B-VG Art7 Abs1 / Verwaltungsakt
Wr LandesvergabeG §96, §97 ff, §99

Leitsatz

Verletzung im Gleichheitsrecht durch Abweisung eines Antrags auf Nachprüfung einer Zuschlagserteilung für die Lieferung von Schulmöbeln und Zurückweisung des Antrags auf Erlassung einer einstweiligen Verfügung; Willkür durch leichfertige Vorbereitung und Fällung der Entscheidung und durch Widersprüchlichkeit und mangelnde Übereinstimmung der Entscheidungsfindung mit der Entscheidung

Spruch

Die beschwerdeführende Gesellschaft ist durch den angefochtenen Bescheid im verfassungsgesetzlich gewährleisteten Recht auf Gleichheit aller Staatsbürger vor dem Gesetz verletzt worden.

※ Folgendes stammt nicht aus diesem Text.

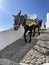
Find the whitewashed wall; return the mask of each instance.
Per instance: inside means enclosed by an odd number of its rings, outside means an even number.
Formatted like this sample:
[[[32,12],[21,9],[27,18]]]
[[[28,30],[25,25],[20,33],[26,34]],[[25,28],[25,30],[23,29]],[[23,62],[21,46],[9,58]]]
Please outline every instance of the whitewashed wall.
[[[9,29],[3,32],[0,32],[0,50],[6,46],[12,44],[12,42],[20,39],[23,36],[24,29],[20,26],[18,31]]]

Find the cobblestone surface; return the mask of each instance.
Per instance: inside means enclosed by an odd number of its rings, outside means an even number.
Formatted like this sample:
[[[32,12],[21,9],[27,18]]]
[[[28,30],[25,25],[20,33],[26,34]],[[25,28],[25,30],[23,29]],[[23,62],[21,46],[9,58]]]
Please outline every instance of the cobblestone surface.
[[[38,42],[32,45],[31,50],[20,60],[28,65],[42,65],[49,63],[49,35],[42,34],[37,37]]]

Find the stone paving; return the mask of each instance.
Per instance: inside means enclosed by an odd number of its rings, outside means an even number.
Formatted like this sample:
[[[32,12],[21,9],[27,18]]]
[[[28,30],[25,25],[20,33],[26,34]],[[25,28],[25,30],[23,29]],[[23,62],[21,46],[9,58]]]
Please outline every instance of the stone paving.
[[[36,35],[32,37],[32,42],[27,44],[24,43],[23,38],[19,39],[0,51],[0,58],[22,63],[21,65],[49,63],[49,33],[42,33],[40,36]]]
[[[20,60],[28,65],[42,65],[49,63],[49,34],[37,37],[38,42],[32,45],[31,50]]]

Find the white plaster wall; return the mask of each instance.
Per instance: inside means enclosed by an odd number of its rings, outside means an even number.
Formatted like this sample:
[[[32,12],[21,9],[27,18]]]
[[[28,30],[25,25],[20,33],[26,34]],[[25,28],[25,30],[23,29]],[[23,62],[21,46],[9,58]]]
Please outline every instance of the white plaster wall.
[[[49,13],[46,15],[46,28],[49,28]]]
[[[20,28],[17,31],[13,29],[9,29],[0,32],[0,50],[12,44],[12,42],[20,39],[23,36],[23,33],[24,33],[24,29],[22,26],[20,26]]]

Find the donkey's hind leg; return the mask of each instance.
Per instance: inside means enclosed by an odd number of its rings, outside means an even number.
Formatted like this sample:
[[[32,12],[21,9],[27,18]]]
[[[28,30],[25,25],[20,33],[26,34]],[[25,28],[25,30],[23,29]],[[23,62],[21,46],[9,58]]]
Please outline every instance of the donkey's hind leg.
[[[27,39],[26,39],[26,33],[27,33],[28,30],[25,29],[25,32],[24,32],[24,40],[25,40],[25,43],[27,43]]]
[[[33,36],[35,36],[35,29],[34,29],[34,32],[33,32]]]

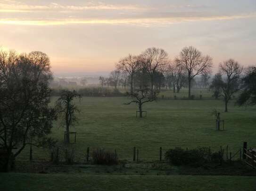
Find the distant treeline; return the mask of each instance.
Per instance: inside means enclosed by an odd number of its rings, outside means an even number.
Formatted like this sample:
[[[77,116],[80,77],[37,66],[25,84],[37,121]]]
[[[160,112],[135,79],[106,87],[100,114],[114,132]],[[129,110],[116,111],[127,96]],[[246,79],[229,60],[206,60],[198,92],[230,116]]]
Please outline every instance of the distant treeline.
[[[59,96],[63,89],[52,89],[51,96]],[[102,88],[101,87],[88,87],[80,89],[78,93],[82,96],[85,97],[119,97],[124,96],[125,94],[122,93],[117,89]]]

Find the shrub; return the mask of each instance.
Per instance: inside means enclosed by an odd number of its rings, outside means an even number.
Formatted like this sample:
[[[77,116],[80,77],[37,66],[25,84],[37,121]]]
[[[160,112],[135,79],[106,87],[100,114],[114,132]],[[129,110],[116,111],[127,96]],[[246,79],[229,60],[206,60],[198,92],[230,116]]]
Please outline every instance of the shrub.
[[[51,95],[59,96],[61,94],[62,89],[53,89],[51,90]],[[100,87],[88,87],[80,89],[78,92],[82,96],[85,97],[118,97],[124,96],[124,93],[118,89],[111,89]]]
[[[184,150],[181,148],[170,149],[165,153],[165,159],[174,165],[199,166],[207,161],[209,150],[207,147]]]
[[[112,165],[118,163],[116,153],[103,149],[93,151],[92,159],[93,163],[96,164]]]
[[[66,161],[68,164],[73,164],[74,162],[75,152],[74,148],[71,150],[66,150]]]

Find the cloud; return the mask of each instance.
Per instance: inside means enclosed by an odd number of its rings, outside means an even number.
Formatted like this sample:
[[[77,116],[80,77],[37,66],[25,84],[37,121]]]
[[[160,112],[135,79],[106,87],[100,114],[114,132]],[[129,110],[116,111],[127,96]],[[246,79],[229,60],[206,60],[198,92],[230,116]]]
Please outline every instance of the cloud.
[[[119,19],[60,19],[60,20],[24,20],[0,19],[0,24],[25,25],[63,25],[68,24],[113,24],[140,25],[144,26],[165,26],[175,23],[195,21],[214,21],[245,19],[256,17],[256,14],[243,15],[213,16],[187,16],[171,17],[154,17]]]
[[[0,2],[0,12],[32,12],[36,11],[84,11],[87,10],[141,10],[145,8],[133,5],[114,5],[103,3],[88,3],[84,6],[62,5],[51,3],[48,5],[31,5],[21,2],[5,0]]]

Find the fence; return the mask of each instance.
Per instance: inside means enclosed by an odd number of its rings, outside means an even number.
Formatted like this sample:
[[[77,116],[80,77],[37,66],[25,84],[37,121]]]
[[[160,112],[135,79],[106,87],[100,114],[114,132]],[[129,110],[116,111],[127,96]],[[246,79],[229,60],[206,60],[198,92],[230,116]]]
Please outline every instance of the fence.
[[[252,168],[256,168],[256,149],[244,148],[244,149],[245,163]]]

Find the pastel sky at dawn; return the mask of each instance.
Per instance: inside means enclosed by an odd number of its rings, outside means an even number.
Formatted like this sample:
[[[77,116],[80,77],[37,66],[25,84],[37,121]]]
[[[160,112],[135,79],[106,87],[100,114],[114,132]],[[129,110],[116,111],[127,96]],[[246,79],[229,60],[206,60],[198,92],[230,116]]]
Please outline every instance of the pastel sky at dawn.
[[[129,53],[193,46],[256,64],[256,0],[0,0],[0,46],[50,57],[55,74],[109,71]]]

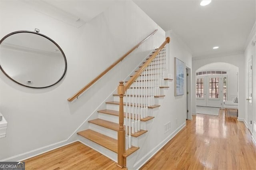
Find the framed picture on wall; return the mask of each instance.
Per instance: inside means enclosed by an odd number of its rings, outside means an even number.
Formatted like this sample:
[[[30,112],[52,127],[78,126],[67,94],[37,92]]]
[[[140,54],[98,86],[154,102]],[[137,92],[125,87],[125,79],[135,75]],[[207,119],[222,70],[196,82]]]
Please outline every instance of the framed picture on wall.
[[[184,95],[185,64],[174,58],[174,96]]]

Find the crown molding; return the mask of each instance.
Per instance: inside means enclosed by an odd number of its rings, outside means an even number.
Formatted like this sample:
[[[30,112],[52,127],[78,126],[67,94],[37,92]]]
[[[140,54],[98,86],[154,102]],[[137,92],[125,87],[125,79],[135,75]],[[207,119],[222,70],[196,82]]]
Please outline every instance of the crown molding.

Der Bescheid wird aufgehoben.

Das Land Wien ist schuldig der beschwerdeführenden Partei zu Handen ihres Rechtsvertreters die mit S 18.000,-- bestimmten Prozeßkosten binnen vierzehn Tagen bei Exekution zu bezahlen.

Begründung

Entscheidungsgründe:

I.1. a) Aufgrund einer auf Grundlage des Wiener Landesvergabegesetzes (WLVergG), LGBl. 36/1995, im offenen Verfahren durchgeführten Ausschreibung (kundgemacht im Supplement zum Amtsblatt der EG vom 18.1.1996 und im Amtsblatt der Stadt Wien vom 25.1.1996) bewarb sich u.a. die beschwerdeführende Gesellschaft um den Zuschlag zur Lieferung bestimmter Schulmöbel. Der Zuschlag wurde anderen Bietern erteilt, was im Supplement zum Amtsblatt der EG vom 30.3.1996 kundgemacht wurde.

b) Inzwischen hatte die beschwerdeführende Gesellschaft mit einem an den Magistrat der Stadt Wien, MA 54 - Zentraler Einkauf, gerichteten Schriftsatz vom 22. März 1996 unter dem Betreff "... Verfahrenseinleitung gem. §96 Abs1 WLVergG" einen "Antrag auf unverzügliche Behebung einer Rechtswidrigkeit gem. §96 Abs1 WLVergG" und einen "Antrag auf Aussetzung der Vergabe per Einstweiliger Verfügung" gestellt. Der abschließende Absatz dieses Antrages lautet: "Sollte diese Rechtswidrigkeit nicht innerhalb der gesetzlichen Frist gem. §96 Abs2 leg.cit. behoben werden, beabsichtigen wir die Einleitung eines Nachprüfungsverfahrens gem. §97 ff leg.cit."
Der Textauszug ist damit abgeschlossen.